Développement territorial: pas d’ordonnateur nommé pour les 210 milliards DH
L’enveloppe de 210 milliards de dirhams prévue pour les programmes de développement territorial intégré reste à ce stade une première estimation. La gouvernance arrêtée en Conseil des ministres repose sur des responsabilités exercées ès qualité, sans désignation nominative d’un ordonnateur.

Les programmes de développement territorial intégré, dotés d’une enveloppe de 210 milliards de dirhams étalée sur huit ans, reposent sur une architecture de gouvernance qui n’inclut pas de désignation nominative d’un ordonnateur. Selon les éléments rapportés par Médias24, cette fonction relève d’une attribution exercée ès qualité.
Le montant annoncé correspond par ailleurs à une première estimation.
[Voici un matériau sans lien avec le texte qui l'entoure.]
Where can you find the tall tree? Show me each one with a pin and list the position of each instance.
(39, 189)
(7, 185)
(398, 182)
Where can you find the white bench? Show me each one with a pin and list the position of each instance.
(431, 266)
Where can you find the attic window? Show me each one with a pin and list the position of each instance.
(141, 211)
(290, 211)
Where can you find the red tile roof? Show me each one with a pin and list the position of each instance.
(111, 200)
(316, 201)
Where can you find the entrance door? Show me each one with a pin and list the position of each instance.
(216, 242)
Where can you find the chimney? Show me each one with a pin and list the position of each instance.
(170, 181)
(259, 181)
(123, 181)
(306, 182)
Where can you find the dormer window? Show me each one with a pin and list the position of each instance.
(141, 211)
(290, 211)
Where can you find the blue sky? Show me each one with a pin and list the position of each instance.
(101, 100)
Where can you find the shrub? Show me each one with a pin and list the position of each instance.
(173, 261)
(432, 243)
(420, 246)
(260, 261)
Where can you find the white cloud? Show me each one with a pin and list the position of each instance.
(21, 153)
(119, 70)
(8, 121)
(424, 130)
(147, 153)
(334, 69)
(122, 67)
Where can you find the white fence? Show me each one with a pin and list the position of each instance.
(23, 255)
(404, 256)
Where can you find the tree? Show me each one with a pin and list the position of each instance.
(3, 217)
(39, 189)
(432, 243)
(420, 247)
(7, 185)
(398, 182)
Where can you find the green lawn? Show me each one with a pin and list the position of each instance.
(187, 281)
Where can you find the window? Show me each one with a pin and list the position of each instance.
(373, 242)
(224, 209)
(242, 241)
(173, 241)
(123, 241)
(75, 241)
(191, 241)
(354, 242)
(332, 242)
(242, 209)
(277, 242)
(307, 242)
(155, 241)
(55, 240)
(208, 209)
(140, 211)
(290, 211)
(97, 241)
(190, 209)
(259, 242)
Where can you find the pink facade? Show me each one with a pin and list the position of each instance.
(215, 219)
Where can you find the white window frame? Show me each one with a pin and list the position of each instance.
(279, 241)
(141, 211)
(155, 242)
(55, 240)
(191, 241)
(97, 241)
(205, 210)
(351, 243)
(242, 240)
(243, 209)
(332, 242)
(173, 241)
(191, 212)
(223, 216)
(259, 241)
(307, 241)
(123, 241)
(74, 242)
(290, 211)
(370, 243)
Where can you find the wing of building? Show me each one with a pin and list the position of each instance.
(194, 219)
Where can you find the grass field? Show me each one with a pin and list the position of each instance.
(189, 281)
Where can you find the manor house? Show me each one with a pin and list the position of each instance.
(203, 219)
Les grandes lignes de ce dispositif avaient été adoptées lors du Conseil des ministres présidé par le Roi le 9 avril 2026, dans le cadre d’un nouveau cap fixé au développement territorial.
Le communiqué publié à l’issue de cette réunion précisait déjà l’organisation retenue. Au niveau régional, il est prévu que le wali de la région préside un comité chargé de consolider les programmes de développement territorial intégré relatifs aux préfectures et provinces, tout en assurant l’harmonisation des projets.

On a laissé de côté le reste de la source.